At least Williamson had been having fun as the big man on campus for the favorites to win the national championship.
And here's a key counterpoint to consider: If Williamson is going to be the No. 1 pick no matter what the MRI says, what was he risking by playing?
The argument makes sense for a guy like Harry Giles who had multiple major surgeries before he even got to college. He ran the risk of plummeting in draft boards by showing NBA teams that he no longer possessed the skill set everyone fell in love with early in his high school career.
But good luck trying to convince one of the best in the world to stop doing what he loves because he might suffer an injury that won't cost him any money.
Hell, if anything, Zion's impending shoe deal just became even more lucrative, because the jokes about constructing a shoe that even he can't break will be a marketing gold mine.
Williamson's situation is unique, of course.

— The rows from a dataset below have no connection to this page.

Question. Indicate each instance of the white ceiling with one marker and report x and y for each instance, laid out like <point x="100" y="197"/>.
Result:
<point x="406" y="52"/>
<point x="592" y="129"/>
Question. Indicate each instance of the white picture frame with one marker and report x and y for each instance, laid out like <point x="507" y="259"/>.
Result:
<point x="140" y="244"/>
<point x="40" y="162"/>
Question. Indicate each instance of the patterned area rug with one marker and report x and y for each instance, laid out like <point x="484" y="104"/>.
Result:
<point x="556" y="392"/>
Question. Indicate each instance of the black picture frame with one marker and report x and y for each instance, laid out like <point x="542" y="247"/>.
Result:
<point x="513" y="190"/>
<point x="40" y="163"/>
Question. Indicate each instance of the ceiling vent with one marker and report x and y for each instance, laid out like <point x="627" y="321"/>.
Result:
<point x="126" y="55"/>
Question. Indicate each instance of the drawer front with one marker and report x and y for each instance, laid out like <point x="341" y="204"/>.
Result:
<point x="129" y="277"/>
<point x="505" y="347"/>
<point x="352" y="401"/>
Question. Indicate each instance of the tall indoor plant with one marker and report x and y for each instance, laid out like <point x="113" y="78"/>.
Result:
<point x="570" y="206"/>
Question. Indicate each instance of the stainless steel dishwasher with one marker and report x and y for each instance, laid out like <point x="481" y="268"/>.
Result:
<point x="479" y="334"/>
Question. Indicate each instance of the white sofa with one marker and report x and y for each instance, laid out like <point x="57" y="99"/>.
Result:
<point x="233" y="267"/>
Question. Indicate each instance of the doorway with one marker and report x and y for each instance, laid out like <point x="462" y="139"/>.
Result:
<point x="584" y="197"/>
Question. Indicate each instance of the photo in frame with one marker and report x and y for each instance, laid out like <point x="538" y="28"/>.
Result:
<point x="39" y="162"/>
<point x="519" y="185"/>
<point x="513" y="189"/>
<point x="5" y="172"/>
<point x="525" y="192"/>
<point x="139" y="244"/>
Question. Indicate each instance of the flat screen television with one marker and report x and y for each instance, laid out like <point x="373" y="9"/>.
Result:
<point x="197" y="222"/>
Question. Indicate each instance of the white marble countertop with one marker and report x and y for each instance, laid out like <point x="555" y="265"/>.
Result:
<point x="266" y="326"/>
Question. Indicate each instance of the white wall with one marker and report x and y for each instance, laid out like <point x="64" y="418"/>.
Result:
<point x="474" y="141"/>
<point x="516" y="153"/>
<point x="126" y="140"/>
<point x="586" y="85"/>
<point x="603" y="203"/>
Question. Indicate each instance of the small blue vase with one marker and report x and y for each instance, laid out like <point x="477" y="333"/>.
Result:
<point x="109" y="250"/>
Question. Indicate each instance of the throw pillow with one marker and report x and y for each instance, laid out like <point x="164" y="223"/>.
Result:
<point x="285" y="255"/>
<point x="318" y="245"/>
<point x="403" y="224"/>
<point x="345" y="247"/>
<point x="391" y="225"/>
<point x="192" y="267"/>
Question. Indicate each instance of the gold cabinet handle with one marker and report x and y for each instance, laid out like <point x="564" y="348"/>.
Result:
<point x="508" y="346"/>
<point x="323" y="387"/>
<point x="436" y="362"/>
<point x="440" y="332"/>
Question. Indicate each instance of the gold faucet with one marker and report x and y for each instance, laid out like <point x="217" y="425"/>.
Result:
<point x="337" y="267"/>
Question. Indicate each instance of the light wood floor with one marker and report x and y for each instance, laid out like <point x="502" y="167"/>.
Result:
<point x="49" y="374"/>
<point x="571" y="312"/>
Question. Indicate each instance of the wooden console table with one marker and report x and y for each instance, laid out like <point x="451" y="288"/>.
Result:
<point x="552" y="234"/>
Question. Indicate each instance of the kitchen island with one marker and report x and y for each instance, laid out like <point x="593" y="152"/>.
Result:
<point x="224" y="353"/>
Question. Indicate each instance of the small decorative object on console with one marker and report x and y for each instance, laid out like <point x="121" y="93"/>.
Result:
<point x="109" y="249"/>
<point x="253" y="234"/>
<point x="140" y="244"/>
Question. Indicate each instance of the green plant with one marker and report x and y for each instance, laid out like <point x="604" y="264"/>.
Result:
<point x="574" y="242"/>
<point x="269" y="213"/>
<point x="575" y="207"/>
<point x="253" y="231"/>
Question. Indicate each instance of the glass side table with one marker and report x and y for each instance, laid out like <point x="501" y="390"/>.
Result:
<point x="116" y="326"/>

A lot of high school phenoms actually are risking injury that could cause a significant future pay cut, and they're doing so in exchange for little more than a free education that some abandon before the end of two semesters.
Former Louisville Cardinal Donovan Mitchell offered his thoughts on the situation on Twitter:
He was referring to Williamson's injury, but it's more interesting to consider guys like Darius Garland and Bol Bol, neither of whom made it through nonconference play before suffering season-ending injuries.
Both of those one-and-done freshmen are still projected lottery picks, but they probably won't go as high as they would have without the injuries. Both guys might have been top-10 picks straight out of high school if they had been allowed to go that route, but now they've each lost a year of their playing careers while acquiring injury question marks.
It will be interesting to see if any / how many top recruits are willing to take up the NBA on its G League offering of $125,000 for what is essentially one year of predraft NBA training instead of the one-and-done approach to college.
That doesn't apply to Williamson, but this latest in the rash of injuries to top prospects might be the catalyst that drives the conversation forward this offseason.
So should Williamson ever play again for the Blue Devils?
That's up to him, his family and Duke's doctors.
Even if it's a minor injury and he'd rather play it safe and sit out the rest of the season, power to him. It might upset his teammates a bit, but they'll understand, and he doesn't owe college basketball anything more than what he has already given it.
If he is willing and able to return, though, that's awesome. College basketball fans around the country will welcome him back with loving arms.